The average personal donation was about $608 in 2020, with the amount of charity increasing nationally by 25% in the last holiday season compared with 2019, according to a report Kindest shared. Pennsylvanians gave an average of $489 last year, up from $420 in 2019. In New Jersey and New York, the averages were a respective $337 and $439 in 2020. Kindest scrutinized the weekly spending of 900,000 Americans based on releases from consumer finance apps, and matched it to more than 150 charitable groups.

Recipients of the Garage’s proceeds have so far included West Philadelphia’s Mill Creek Urban Farm and the Lenape Nation of Pennsylvania, an Easton, Pa.-based nonprofit. The latter provides education about the Lenape Nation, which historically lived in the Mid-Atlantic — a broad geographical swath that extends from New York and covers present-day Philadelphia and its suburbs. European colonizers illegally and violently seized the land from the Lenape in the 18th century and forced its tribes to migrate west.

“Caring for plants and caring about your community are really similar,” White said. “It takes a certain kind of person to take on plant care as a career, and that kind of empathy extends to the community, as well.”
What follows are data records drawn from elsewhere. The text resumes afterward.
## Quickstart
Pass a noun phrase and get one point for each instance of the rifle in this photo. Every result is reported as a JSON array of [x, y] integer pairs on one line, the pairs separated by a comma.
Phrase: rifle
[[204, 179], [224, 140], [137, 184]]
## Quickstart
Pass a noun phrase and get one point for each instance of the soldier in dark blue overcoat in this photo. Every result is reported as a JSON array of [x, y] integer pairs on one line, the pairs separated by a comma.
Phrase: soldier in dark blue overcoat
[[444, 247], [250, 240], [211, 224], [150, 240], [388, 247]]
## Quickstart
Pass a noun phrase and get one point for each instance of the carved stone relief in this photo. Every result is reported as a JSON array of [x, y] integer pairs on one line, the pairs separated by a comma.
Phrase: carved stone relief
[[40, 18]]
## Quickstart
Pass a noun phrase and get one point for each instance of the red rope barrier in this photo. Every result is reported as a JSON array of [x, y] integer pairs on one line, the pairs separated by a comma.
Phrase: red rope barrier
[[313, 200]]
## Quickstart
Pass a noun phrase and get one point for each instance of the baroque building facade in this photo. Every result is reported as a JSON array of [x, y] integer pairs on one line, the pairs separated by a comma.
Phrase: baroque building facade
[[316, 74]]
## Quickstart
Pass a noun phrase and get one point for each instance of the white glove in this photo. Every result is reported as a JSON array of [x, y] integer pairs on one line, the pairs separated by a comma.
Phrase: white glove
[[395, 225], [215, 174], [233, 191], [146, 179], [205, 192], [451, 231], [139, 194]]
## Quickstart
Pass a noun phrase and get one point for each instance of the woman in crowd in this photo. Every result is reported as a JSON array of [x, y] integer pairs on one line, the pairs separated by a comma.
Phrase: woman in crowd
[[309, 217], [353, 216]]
As of late January, City Planter, which publicly posts receipts from the Garage donations, had donated $631 to the Lenape Nation of Pennsylvania and $1,083 to Mill Creek Urban Farm, which is run by people of color.

The cuttings sell for a few dollars each. White said the Garage was also motivated by the popularity of plant purges from houseplant hobbyists on social media. “Occasionally, they’ll sell for $20, $25, and there will be some really good finds. So it’s like a regular garage sale. Sometimes you find a treasure.”

About two miles away from City Planter, the tattoo studio and graphic design company True Hand Society created a line of merchandise emblazoned with “Leave Philly Alone” early in the pandemic and donated $10 from the sale of each T-shirt, sweater, pin, or flag. Customers chose where to send the donation from a list of more than 75 local recipients that included the ACLU of Pennsylvania, Fishtails Animal Rescue, Sang Kee Peking Duck House, and Women Against Abuse. By the end of 2020, it placed greater focus on giving to Black-owned businesses.

“It came up as a way to promote shelter in place and social distancing,” said Mike Ski, the owner of True Hand. “And we just thought it was kind of funny because it sounded like Philly attitude, and that was really the gist of it. And like I said, we kind of, like, relinquished our intent to the degree that it remains positive, but allowed people to find their own meaning in it.”

As of last month, Leave Philly Alone had raised $90,000. “It’s ... bananas,” Ski said.

“The whole thing was premised on a sense of urgency,” he said, adding that True Hand allows donation recipients to use the money as they like, which often goes toward paying the bills and staff. “We lost a lot of our regular business, so we decided to keep busy and do this.”